Шок и обморожение. Библиотека сугробов. Листается. Говорит голосами, как местность вселенской окрестности, как звуковая дорожка, которая лично мне родней и растительней, чем саунд-трек. В сугробе сугробно дышу за гранью, за границей границ, в обложке воды, рассыпчатой, звёздчатой, как снегопад, по которому с почтой идут почтальоны Бога и показывают кино.

Отец, выходя из волны Борисфена, вздрагивает и на себе от воды отжимает — сатиновое, просторное, чёрное — изделие фабрики Розы и Карла, и слепыми зрачками глядит в небеса. Его кости печальны, улыбка блаженна:

— Ты здесь?.. — он спрашивает. — Подвинься. Чуть-чуть.

Ему не бескрайний берег, ему нужна только эта песчаная вмятина, сыпучий дочерний слепок, в котором он обретает свою пра — пра — пам, «… ибо кто приведёт его посмотреть на то, что будет после него?» Песнь Песней.

Зачем они шьют такое широкое на фабрике Розы и Карла?.. Ведь когда врывается ветер в эти мокрые черные раструбы, там всё начинает кататься, и видны волосики дыбом, гусиная кожа и жиденькие железки.

Мультум нон мульта — мало о многом, это воспоминание древнего детства, оно всегда чуть-чуть приоткрыто, как рот усыпающей рыбы, во чреве которой мы проплываем свой путь. Зачем они шьют такое широкое?..
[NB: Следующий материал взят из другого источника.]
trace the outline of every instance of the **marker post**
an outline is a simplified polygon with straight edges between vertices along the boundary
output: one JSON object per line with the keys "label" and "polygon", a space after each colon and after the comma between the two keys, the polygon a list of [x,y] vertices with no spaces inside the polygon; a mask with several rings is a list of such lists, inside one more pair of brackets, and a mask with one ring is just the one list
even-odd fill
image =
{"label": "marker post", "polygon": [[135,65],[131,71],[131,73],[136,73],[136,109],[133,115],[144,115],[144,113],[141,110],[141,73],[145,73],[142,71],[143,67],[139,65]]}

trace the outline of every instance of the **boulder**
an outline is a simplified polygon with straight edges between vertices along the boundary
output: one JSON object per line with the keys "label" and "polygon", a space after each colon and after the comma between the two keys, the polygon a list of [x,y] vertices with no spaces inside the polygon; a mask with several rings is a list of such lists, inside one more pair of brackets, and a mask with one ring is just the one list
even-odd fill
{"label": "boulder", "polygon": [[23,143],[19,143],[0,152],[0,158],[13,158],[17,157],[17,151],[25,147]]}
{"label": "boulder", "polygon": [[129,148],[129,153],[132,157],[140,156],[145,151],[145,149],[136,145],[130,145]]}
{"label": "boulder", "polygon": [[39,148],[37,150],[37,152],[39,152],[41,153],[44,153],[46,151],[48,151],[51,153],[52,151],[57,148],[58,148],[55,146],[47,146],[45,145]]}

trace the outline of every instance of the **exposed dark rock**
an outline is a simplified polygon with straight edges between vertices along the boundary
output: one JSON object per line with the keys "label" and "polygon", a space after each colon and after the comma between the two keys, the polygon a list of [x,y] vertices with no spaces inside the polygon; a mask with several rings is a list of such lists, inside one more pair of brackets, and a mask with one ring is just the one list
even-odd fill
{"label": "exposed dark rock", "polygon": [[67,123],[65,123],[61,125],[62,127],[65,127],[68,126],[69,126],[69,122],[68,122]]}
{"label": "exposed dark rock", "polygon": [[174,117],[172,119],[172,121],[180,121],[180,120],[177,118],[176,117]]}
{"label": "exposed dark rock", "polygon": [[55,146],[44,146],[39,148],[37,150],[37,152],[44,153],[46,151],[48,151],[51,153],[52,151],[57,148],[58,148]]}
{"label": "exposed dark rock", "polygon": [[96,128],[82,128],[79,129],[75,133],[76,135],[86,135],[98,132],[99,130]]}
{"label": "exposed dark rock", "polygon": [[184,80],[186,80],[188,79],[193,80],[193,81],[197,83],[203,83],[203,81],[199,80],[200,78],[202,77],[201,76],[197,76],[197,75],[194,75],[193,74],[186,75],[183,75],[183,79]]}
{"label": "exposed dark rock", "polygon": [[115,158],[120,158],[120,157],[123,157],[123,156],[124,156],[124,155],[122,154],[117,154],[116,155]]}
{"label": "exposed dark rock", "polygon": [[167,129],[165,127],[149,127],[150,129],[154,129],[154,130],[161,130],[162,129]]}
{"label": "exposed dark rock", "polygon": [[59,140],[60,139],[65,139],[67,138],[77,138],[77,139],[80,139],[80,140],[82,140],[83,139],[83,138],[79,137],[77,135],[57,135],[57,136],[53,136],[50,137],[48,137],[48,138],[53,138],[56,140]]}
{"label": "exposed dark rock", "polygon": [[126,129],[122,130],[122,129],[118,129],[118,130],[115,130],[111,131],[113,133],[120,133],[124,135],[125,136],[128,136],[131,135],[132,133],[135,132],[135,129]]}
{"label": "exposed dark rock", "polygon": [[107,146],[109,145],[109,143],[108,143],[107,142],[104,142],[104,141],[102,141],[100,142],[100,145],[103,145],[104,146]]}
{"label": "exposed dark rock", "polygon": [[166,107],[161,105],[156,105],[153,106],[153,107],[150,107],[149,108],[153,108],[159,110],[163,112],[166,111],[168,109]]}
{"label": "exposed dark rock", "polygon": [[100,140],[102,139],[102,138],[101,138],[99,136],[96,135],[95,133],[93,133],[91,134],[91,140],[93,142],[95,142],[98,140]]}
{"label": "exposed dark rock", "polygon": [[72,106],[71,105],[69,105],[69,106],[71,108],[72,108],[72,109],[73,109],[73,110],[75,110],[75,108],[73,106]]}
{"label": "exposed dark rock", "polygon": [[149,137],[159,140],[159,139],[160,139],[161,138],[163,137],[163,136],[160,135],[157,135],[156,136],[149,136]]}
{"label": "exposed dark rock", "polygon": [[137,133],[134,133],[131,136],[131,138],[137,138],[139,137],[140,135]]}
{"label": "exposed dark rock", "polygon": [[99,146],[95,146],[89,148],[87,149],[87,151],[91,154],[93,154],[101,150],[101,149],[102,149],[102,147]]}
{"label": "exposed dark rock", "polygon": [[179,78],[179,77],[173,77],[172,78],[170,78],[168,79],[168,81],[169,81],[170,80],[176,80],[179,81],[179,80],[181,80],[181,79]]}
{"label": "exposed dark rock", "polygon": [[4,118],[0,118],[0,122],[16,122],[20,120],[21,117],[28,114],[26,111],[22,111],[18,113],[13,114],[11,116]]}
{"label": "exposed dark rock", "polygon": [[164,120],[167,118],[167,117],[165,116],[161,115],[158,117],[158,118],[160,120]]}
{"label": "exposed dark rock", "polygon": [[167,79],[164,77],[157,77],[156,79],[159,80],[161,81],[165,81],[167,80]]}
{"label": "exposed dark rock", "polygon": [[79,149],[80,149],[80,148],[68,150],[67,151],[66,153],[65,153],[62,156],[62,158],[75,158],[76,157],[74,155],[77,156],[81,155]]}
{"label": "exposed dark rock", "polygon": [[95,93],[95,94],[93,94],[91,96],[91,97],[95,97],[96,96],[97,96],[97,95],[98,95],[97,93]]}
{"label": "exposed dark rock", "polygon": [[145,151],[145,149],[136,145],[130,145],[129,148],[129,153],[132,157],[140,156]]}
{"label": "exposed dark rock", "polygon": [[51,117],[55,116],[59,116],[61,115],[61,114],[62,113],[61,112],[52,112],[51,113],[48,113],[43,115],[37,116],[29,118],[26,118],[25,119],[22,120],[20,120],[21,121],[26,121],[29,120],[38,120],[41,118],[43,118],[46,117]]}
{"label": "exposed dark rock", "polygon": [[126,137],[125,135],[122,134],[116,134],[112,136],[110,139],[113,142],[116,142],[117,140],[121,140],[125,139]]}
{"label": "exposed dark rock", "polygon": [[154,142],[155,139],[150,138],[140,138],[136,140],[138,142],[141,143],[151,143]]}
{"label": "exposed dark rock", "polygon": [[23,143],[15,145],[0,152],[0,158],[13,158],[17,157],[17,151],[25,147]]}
Шок и обморожение. В сугробе — самые свежие новости, секретный завод новостей — Почтовый Ящик, новостей патефон, новостей радиола, спидола. Властью запахло, властью! Зверским таким аммиачным потом, горящим болотом, корридой, рёвом толпы «Убей!», бычьей мочой и кровью, селезёнкой лошади, дрожащей от страха, лошади с мешком на морде — чтоб кошмаров не видела! — запахло кишками прыгучего тореадора, чесноком и крутыми яйцами жрущей публики, зноем запахло, пылью, полынью и грозовым электричеством. Ящерки шаркают брюшками по раскалённым камням. Звуковая дорожка сугроба. А соловьи заливаются, глазки закатывают, горлышки запрокидывают. Вещество эротики сладостно лихорадит. Песнь Песней — вот это что. «…подкрепите меня вином, освежите меня яблоками, ибо я изнемогаю от любви» — к власти. «Кто эта блистающая, как заря, прекрасная, как луна, светлая, как солнце, грозная, как полки со знамёнами? Кто это восходит от пустыни, опираясь на своего возлюбленного?..» Власть! Она, сладострастная, — кто ж еще?
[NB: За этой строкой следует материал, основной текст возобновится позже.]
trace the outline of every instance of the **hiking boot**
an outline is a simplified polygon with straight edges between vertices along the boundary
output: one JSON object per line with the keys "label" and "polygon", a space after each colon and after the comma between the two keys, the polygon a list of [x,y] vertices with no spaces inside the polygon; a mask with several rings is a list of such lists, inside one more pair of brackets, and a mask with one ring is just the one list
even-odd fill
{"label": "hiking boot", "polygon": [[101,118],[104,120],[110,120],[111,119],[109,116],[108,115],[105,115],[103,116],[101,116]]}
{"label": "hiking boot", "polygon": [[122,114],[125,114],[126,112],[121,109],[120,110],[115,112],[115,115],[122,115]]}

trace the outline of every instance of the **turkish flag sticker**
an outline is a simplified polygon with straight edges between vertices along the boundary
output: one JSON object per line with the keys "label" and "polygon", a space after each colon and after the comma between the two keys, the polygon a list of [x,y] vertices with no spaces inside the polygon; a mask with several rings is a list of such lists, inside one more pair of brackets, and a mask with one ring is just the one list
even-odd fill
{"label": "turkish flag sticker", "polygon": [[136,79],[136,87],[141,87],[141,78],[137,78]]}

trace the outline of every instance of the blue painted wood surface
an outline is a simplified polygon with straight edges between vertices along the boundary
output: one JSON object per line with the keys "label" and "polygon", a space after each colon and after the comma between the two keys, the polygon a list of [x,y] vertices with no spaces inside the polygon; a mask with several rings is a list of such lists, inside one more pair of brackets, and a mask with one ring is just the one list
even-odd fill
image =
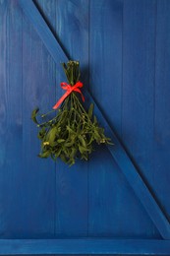
{"label": "blue painted wood surface", "polygon": [[[31,1],[23,3],[31,7]],[[35,4],[60,44],[35,9],[29,14],[34,31],[18,1],[0,2],[1,238],[169,238],[169,1]],[[105,147],[87,164],[71,168],[36,158],[29,116],[34,105],[46,111],[63,93],[58,64],[67,56],[60,45],[81,61],[85,87],[134,165],[97,107],[116,144],[109,147],[114,160]],[[86,94],[86,104],[89,99]]]}
{"label": "blue painted wood surface", "polygon": [[[0,255],[169,255],[169,240],[147,239],[2,239]],[[136,252],[135,252],[136,251]]]}

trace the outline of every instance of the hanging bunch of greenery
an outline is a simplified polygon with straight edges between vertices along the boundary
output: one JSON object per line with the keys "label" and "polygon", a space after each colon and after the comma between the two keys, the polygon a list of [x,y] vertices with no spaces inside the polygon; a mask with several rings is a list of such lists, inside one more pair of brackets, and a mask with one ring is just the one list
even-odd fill
{"label": "hanging bunch of greenery", "polygon": [[35,108],[31,113],[31,119],[39,129],[37,137],[41,141],[41,151],[38,157],[51,157],[54,160],[60,158],[72,165],[77,159],[87,160],[95,143],[112,143],[93,116],[93,104],[91,103],[85,111],[79,98],[79,96],[82,96],[82,99],[85,100],[80,90],[83,87],[80,82],[80,63],[69,61],[67,65],[62,65],[68,84],[61,83],[66,93],[53,107],[53,111],[57,109],[56,115],[46,120],[51,111],[39,114],[39,109]]}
«Кто эта, восходящая от пустыни как бы столбы дыма, окуриваемая миррою и фимиамом, всякими порошками мироварника?» Власточка — имя женское, одновременно — птица.

— А как в Измайлове снег сошёл, стали все они из пруда всплывать, под коленками жилки подрезаны, органы все снасилованы, поза утопленная, личики лет на пять, ну на шесть, никак не взрослей, и платечки нежненькие. Вот какая пошла песня.

— А под асфальтом в сугробах что творится?.. Жемчуг в канистрах — раз, золото всякое — ведрами да кастрюлями, яхонты — бельевыми бачками, а вниз лицом — без вести пропавшие.

— Тьфу ты, мерзость какая! У вас, гражданка, течёт из мешка.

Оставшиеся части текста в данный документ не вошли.